= Edipim =

Defunct Portuguese media company

Edipim was a television production company located in Abrunheira, Sintra. It was an independent production company that produced the most varied types of television formats.

The company was founded on October 1, 1978, but it already existed before, as António Sala's debut as a television presenter took place in 1972 with the program "Música Maestro", which was Edipim's first production.

The company's two main creators were Thilo Krasmann and Vitor Mamede, who would also be the main producers of its television productions. The two formed PIM (Produtores Independentes de Música, Independent Music Producers) because of the recordings they made together.
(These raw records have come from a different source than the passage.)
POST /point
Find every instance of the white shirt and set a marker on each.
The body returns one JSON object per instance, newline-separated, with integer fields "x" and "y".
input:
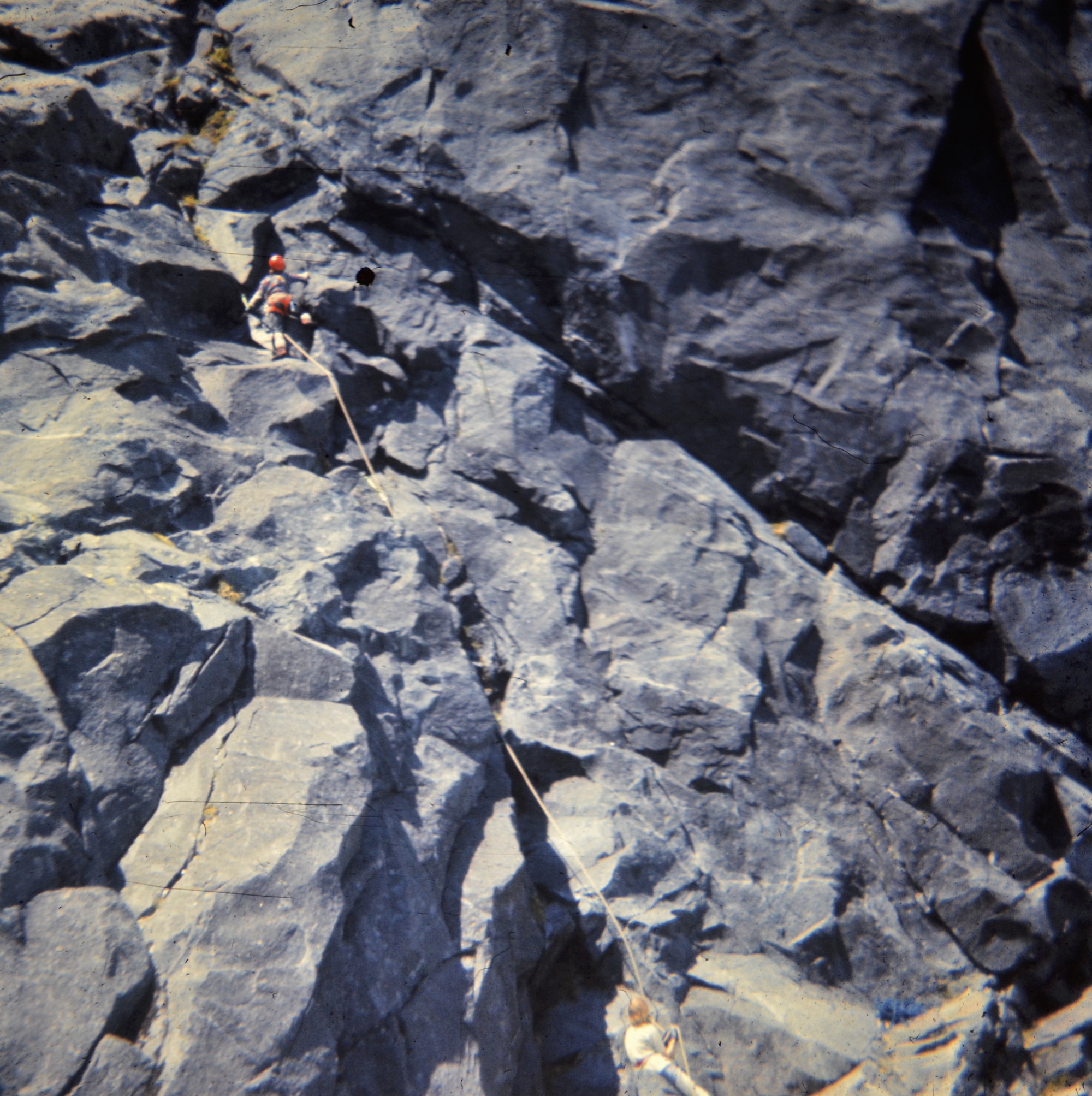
{"x": 642, "y": 1041}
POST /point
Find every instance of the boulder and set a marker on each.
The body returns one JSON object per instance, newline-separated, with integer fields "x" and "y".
{"x": 75, "y": 966}
{"x": 117, "y": 1068}
{"x": 774, "y": 1032}
{"x": 41, "y": 849}
{"x": 942, "y": 1049}
{"x": 238, "y": 884}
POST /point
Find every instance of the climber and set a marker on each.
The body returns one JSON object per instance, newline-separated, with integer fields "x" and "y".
{"x": 276, "y": 298}
{"x": 645, "y": 1048}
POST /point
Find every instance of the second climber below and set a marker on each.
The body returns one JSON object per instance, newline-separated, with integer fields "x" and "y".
{"x": 646, "y": 1050}
{"x": 274, "y": 293}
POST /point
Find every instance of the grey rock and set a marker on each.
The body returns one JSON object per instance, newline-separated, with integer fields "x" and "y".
{"x": 41, "y": 850}
{"x": 294, "y": 667}
{"x": 112, "y": 650}
{"x": 238, "y": 238}
{"x": 624, "y": 253}
{"x": 117, "y": 1068}
{"x": 205, "y": 682}
{"x": 292, "y": 405}
{"x": 773, "y": 1030}
{"x": 75, "y": 966}
{"x": 809, "y": 546}
{"x": 67, "y": 34}
{"x": 945, "y": 1047}
{"x": 247, "y": 896}
{"x": 73, "y": 309}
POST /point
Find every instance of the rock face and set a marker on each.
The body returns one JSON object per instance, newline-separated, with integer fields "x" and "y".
{"x": 607, "y": 288}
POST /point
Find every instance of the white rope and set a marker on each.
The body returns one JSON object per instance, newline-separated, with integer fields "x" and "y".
{"x": 616, "y": 924}
{"x": 373, "y": 478}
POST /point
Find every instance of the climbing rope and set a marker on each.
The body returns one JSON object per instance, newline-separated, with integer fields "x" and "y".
{"x": 373, "y": 478}
{"x": 559, "y": 830}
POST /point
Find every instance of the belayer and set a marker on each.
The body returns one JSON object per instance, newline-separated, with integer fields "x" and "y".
{"x": 274, "y": 294}
{"x": 645, "y": 1048}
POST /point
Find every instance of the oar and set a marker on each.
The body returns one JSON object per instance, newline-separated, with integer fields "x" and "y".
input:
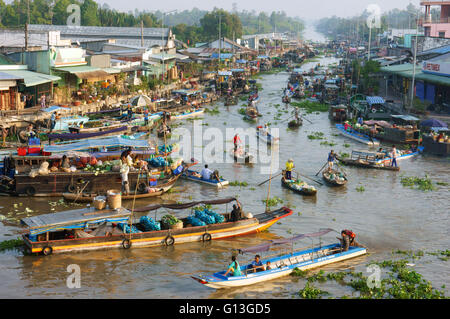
{"x": 269, "y": 179}
{"x": 321, "y": 168}
{"x": 309, "y": 178}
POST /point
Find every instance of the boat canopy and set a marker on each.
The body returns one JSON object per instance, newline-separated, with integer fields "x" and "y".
{"x": 73, "y": 219}
{"x": 186, "y": 205}
{"x": 374, "y": 100}
{"x": 97, "y": 143}
{"x": 266, "y": 246}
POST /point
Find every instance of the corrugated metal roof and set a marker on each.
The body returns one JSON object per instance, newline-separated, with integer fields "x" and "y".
{"x": 32, "y": 78}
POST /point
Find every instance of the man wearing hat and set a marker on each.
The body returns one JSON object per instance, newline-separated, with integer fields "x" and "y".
{"x": 289, "y": 168}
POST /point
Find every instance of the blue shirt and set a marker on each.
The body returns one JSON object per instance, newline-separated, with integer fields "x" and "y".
{"x": 331, "y": 157}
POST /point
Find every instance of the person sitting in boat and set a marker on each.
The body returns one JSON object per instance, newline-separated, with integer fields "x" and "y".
{"x": 289, "y": 167}
{"x": 206, "y": 173}
{"x": 257, "y": 264}
{"x": 331, "y": 158}
{"x": 236, "y": 213}
{"x": 234, "y": 268}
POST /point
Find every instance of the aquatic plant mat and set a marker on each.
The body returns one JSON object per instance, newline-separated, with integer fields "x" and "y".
{"x": 398, "y": 279}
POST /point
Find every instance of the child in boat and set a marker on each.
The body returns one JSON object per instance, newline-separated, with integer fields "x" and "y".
{"x": 234, "y": 267}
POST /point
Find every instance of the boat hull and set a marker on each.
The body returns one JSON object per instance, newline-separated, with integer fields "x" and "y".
{"x": 158, "y": 238}
{"x": 280, "y": 267}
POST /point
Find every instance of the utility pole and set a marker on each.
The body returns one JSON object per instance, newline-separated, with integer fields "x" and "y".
{"x": 414, "y": 64}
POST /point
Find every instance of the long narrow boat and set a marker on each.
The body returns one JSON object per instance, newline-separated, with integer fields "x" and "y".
{"x": 187, "y": 114}
{"x": 152, "y": 191}
{"x": 193, "y": 175}
{"x": 96, "y": 229}
{"x": 334, "y": 178}
{"x": 266, "y": 136}
{"x": 357, "y": 136}
{"x": 299, "y": 187}
{"x": 406, "y": 155}
{"x": 367, "y": 159}
{"x": 284, "y": 264}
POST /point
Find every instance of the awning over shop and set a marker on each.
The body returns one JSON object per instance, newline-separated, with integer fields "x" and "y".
{"x": 32, "y": 78}
{"x": 374, "y": 100}
{"x": 84, "y": 71}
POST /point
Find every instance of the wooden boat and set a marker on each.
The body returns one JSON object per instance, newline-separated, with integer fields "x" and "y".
{"x": 334, "y": 178}
{"x": 266, "y": 136}
{"x": 283, "y": 263}
{"x": 300, "y": 188}
{"x": 251, "y": 113}
{"x": 143, "y": 192}
{"x": 192, "y": 175}
{"x": 366, "y": 159}
{"x": 78, "y": 136}
{"x": 187, "y": 114}
{"x": 91, "y": 229}
{"x": 357, "y": 136}
{"x": 295, "y": 123}
{"x": 242, "y": 157}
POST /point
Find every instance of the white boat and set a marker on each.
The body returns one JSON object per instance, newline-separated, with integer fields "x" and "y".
{"x": 357, "y": 136}
{"x": 193, "y": 176}
{"x": 282, "y": 265}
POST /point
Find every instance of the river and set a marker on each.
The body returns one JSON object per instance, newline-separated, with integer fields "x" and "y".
{"x": 386, "y": 216}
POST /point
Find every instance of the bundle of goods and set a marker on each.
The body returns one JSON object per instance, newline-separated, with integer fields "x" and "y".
{"x": 171, "y": 221}
{"x": 194, "y": 221}
{"x": 203, "y": 216}
{"x": 126, "y": 228}
{"x": 158, "y": 162}
{"x": 217, "y": 217}
{"x": 149, "y": 223}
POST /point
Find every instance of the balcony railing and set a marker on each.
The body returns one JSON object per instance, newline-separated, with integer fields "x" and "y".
{"x": 423, "y": 21}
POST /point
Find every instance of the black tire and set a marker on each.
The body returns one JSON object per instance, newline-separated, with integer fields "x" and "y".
{"x": 169, "y": 240}
{"x": 70, "y": 188}
{"x": 142, "y": 187}
{"x": 126, "y": 244}
{"x": 206, "y": 237}
{"x": 30, "y": 191}
{"x": 47, "y": 250}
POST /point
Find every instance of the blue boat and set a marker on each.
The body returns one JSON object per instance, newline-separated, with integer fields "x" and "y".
{"x": 284, "y": 264}
{"x": 194, "y": 176}
{"x": 357, "y": 136}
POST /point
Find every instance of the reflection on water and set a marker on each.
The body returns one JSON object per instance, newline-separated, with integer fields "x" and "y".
{"x": 385, "y": 216}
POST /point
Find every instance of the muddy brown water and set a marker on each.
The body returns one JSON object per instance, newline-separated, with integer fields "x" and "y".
{"x": 386, "y": 216}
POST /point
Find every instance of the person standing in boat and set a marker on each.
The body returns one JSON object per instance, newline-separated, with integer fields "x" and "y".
{"x": 394, "y": 156}
{"x": 289, "y": 167}
{"x": 236, "y": 142}
{"x": 234, "y": 268}
{"x": 331, "y": 158}
{"x": 124, "y": 170}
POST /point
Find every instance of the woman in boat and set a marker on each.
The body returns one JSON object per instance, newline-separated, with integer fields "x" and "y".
{"x": 234, "y": 268}
{"x": 289, "y": 167}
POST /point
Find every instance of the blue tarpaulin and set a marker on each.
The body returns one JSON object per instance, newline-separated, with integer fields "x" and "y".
{"x": 374, "y": 100}
{"x": 96, "y": 143}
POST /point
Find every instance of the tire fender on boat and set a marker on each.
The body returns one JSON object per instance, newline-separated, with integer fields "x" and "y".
{"x": 47, "y": 250}
{"x": 126, "y": 243}
{"x": 169, "y": 240}
{"x": 206, "y": 237}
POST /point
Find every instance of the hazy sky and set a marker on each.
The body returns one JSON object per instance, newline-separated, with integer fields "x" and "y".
{"x": 311, "y": 9}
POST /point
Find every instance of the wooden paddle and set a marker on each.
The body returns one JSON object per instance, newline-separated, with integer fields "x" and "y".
{"x": 269, "y": 179}
{"x": 321, "y": 168}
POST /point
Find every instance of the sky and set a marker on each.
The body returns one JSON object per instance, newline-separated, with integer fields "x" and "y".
{"x": 306, "y": 9}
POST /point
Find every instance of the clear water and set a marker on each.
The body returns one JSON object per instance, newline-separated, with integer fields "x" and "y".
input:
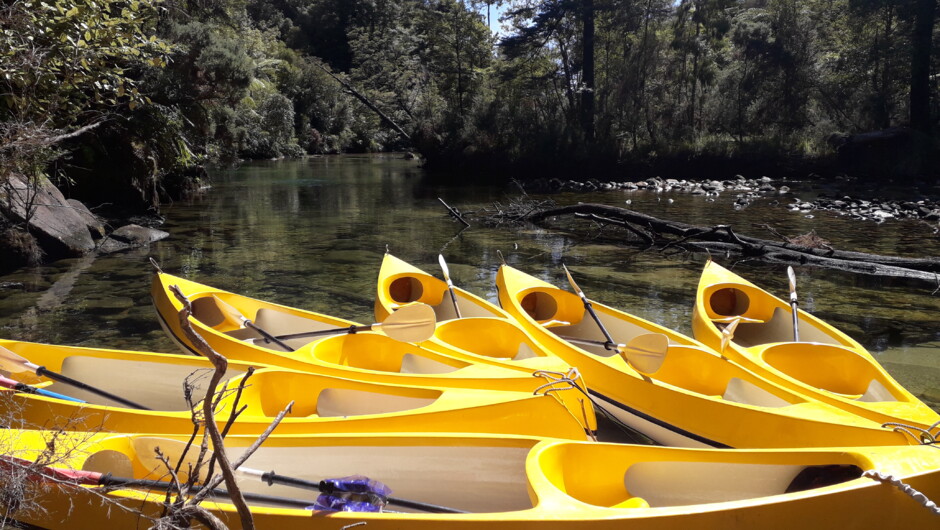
{"x": 311, "y": 234}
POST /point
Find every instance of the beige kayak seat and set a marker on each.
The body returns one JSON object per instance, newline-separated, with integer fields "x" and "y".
{"x": 155, "y": 385}
{"x": 417, "y": 364}
{"x": 778, "y": 328}
{"x": 205, "y": 310}
{"x": 525, "y": 352}
{"x": 876, "y": 392}
{"x": 342, "y": 402}
{"x": 281, "y": 323}
{"x": 741, "y": 391}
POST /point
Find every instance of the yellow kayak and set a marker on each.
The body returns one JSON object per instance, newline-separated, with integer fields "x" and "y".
{"x": 484, "y": 333}
{"x": 826, "y": 364}
{"x": 366, "y": 356}
{"x": 696, "y": 398}
{"x": 320, "y": 403}
{"x": 506, "y": 482}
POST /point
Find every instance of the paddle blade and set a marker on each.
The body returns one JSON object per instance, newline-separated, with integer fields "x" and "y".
{"x": 571, "y": 281}
{"x": 230, "y": 312}
{"x": 440, "y": 259}
{"x": 14, "y": 363}
{"x": 792, "y": 276}
{"x": 174, "y": 451}
{"x": 646, "y": 353}
{"x": 727, "y": 334}
{"x": 410, "y": 323}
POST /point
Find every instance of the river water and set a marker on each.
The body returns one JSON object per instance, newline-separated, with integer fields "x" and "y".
{"x": 312, "y": 233}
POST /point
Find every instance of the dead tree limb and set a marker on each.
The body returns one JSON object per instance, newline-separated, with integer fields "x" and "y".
{"x": 454, "y": 213}
{"x": 365, "y": 101}
{"x": 218, "y": 443}
{"x": 722, "y": 238}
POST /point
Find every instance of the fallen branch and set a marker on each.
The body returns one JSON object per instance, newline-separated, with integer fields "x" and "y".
{"x": 722, "y": 239}
{"x": 454, "y": 213}
{"x": 218, "y": 444}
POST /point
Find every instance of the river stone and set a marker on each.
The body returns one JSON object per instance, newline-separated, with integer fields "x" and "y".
{"x": 130, "y": 236}
{"x": 95, "y": 226}
{"x": 136, "y": 235}
{"x": 59, "y": 228}
{"x": 108, "y": 305}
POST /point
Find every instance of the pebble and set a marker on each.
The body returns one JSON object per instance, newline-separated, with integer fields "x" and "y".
{"x": 749, "y": 190}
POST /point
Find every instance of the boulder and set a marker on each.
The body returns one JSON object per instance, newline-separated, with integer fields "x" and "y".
{"x": 95, "y": 226}
{"x": 130, "y": 236}
{"x": 60, "y": 228}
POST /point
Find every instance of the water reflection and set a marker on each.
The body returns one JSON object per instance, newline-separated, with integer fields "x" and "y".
{"x": 311, "y": 234}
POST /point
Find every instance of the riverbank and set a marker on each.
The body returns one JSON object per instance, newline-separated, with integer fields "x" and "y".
{"x": 311, "y": 233}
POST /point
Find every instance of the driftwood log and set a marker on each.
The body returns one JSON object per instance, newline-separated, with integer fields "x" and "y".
{"x": 654, "y": 232}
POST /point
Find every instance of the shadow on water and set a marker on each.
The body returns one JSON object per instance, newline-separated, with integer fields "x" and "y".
{"x": 311, "y": 234}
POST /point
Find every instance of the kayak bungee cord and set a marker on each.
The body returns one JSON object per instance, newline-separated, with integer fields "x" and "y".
{"x": 919, "y": 497}
{"x": 925, "y": 438}
{"x": 555, "y": 378}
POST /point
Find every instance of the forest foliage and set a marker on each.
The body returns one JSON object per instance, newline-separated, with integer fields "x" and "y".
{"x": 139, "y": 94}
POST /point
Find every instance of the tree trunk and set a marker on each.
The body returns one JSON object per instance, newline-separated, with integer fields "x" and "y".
{"x": 920, "y": 65}
{"x": 587, "y": 90}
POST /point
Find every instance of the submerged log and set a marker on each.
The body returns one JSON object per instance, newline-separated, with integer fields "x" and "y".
{"x": 666, "y": 234}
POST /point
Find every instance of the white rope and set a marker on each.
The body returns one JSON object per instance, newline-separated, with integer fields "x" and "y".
{"x": 896, "y": 482}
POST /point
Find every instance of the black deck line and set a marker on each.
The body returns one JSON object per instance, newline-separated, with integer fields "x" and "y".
{"x": 659, "y": 422}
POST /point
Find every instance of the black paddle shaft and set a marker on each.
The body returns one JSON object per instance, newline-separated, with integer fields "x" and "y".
{"x": 108, "y": 480}
{"x": 267, "y": 336}
{"x": 611, "y": 344}
{"x": 43, "y": 372}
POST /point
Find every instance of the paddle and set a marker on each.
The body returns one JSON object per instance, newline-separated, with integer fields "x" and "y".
{"x": 793, "y": 304}
{"x": 590, "y": 309}
{"x": 727, "y": 334}
{"x": 646, "y": 353}
{"x": 6, "y": 382}
{"x": 234, "y": 314}
{"x": 12, "y": 362}
{"x": 175, "y": 450}
{"x": 94, "y": 478}
{"x": 450, "y": 285}
{"x": 410, "y": 323}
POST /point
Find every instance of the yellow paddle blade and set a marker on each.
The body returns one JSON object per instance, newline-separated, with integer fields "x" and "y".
{"x": 410, "y": 323}
{"x": 646, "y": 353}
{"x": 11, "y": 362}
{"x": 230, "y": 312}
{"x": 146, "y": 449}
{"x": 727, "y": 334}
{"x": 109, "y": 461}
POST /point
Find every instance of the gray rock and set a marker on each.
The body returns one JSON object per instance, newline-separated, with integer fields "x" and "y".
{"x": 136, "y": 235}
{"x": 95, "y": 226}
{"x": 60, "y": 229}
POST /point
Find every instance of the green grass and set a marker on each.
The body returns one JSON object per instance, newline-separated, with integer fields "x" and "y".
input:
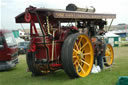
{"x": 19, "y": 75}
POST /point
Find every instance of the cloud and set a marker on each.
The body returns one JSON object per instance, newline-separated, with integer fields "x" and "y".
{"x": 2, "y": 4}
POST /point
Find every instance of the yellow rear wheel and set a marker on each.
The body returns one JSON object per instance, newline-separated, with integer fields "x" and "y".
{"x": 77, "y": 55}
{"x": 109, "y": 55}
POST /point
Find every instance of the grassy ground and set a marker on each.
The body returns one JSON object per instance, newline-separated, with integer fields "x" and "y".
{"x": 19, "y": 76}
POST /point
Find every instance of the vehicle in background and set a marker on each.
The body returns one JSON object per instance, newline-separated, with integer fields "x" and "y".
{"x": 8, "y": 50}
{"x": 22, "y": 46}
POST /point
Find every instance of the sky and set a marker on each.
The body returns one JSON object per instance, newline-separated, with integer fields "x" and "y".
{"x": 11, "y": 8}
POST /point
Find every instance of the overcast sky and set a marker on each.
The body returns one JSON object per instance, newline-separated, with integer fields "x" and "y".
{"x": 11, "y": 8}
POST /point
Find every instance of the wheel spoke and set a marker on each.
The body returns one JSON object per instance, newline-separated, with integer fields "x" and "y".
{"x": 83, "y": 45}
{"x": 81, "y": 68}
{"x": 75, "y": 51}
{"x": 85, "y": 62}
{"x": 79, "y": 41}
{"x": 74, "y": 56}
{"x": 87, "y": 53}
{"x": 76, "y": 46}
{"x": 75, "y": 61}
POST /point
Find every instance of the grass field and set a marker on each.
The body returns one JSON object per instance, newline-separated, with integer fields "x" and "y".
{"x": 19, "y": 76}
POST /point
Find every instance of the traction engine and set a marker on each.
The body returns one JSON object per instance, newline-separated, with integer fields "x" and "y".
{"x": 70, "y": 39}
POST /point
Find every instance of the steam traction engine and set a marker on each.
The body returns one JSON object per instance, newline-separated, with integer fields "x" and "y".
{"x": 70, "y": 39}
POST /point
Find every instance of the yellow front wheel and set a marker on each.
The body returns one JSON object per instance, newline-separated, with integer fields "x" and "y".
{"x": 77, "y": 55}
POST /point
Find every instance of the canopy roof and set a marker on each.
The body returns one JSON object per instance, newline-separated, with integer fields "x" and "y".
{"x": 63, "y": 14}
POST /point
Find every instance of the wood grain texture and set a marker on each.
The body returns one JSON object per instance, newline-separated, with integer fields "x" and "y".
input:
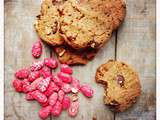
{"x": 135, "y": 45}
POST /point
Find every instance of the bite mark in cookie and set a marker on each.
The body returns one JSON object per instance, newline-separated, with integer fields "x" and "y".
{"x": 123, "y": 84}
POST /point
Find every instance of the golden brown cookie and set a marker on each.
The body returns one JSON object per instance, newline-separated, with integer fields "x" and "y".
{"x": 84, "y": 27}
{"x": 121, "y": 83}
{"x": 71, "y": 57}
{"x": 47, "y": 24}
{"x": 115, "y": 8}
{"x": 81, "y": 23}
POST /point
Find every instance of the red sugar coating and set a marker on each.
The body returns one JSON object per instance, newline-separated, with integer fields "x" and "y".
{"x": 66, "y": 102}
{"x": 53, "y": 99}
{"x": 73, "y": 109}
{"x": 40, "y": 97}
{"x": 87, "y": 90}
{"x": 22, "y": 74}
{"x": 17, "y": 84}
{"x": 33, "y": 75}
{"x": 50, "y": 90}
{"x": 44, "y": 112}
{"x": 51, "y": 63}
{"x": 65, "y": 77}
{"x": 43, "y": 84}
{"x": 57, "y": 109}
{"x": 37, "y": 65}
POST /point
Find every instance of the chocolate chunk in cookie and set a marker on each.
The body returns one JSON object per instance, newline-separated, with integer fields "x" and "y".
{"x": 70, "y": 56}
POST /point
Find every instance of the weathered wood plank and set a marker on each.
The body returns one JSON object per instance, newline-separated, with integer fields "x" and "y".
{"x": 136, "y": 46}
{"x": 19, "y": 36}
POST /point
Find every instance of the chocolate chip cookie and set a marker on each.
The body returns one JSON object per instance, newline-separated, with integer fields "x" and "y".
{"x": 80, "y": 23}
{"x": 69, "y": 56}
{"x": 121, "y": 83}
{"x": 47, "y": 24}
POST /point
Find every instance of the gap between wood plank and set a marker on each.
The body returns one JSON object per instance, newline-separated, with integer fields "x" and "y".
{"x": 51, "y": 55}
{"x": 115, "y": 57}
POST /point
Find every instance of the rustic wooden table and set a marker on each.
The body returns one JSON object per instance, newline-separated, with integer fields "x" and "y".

When they made the company official, they were unable to use the intended name, so they decided to use the name Edipim.

It was Edipim that created the first Portuguese soap opera, Vila Faia, opening the studios in Abrunheira, Sintra. The invitation came after the production of the program Eu Show Nico in 1980 where there was a fictional telenovela called Moita Carrasco. From playing they went on to a serious telenovela where Nicolau Breyner and the accomplished Nuno Teixeira continued.

Its second production was the series 'Gente Fina é Outra Coisa' and then the second Portuguese telenovela, Origens. In 1987, it produced the programs Eu Show Nico and Lá Em Casa Tudo Bem.

Other programs such as Joaquim Letria Outras Músicas, Humor de Perdição, 1000 Imagens, Top Mais, Parabéns and Herman Enciclopédia followed, aired by RTP. Thilo Krassman sold its 51% share to Radiotelevisão Comercial, RTP's commercial arm.

After the opening of television to the private sector, the company produced the programs Bom Baião and Um Sarilho Chamado Marina for SIC, and Quem Tudo Quer for TVI. Other programs produced for RTP in the late 90s were Há Horas Felizes, Não És Homem Não És Nada and A Última Noite.

In the sound studio, with capacity for recording jingles and bands, records were produced such as the album 'Cheio' by UHF and 'Acústico' by Júlio Pereira.

In 2001, RTP, which had purchased the rest of Edipim in 2000, combined Edipim with the production company FO&CO (which already belonged to the RTP group). In December 2002, it was decided that RTP would merge its two production companies in line with its corporate restructuring. In 2004, Edipim closed its doors, as it was dissolved, together with FO&CO, to make way for RTP - Means of Production.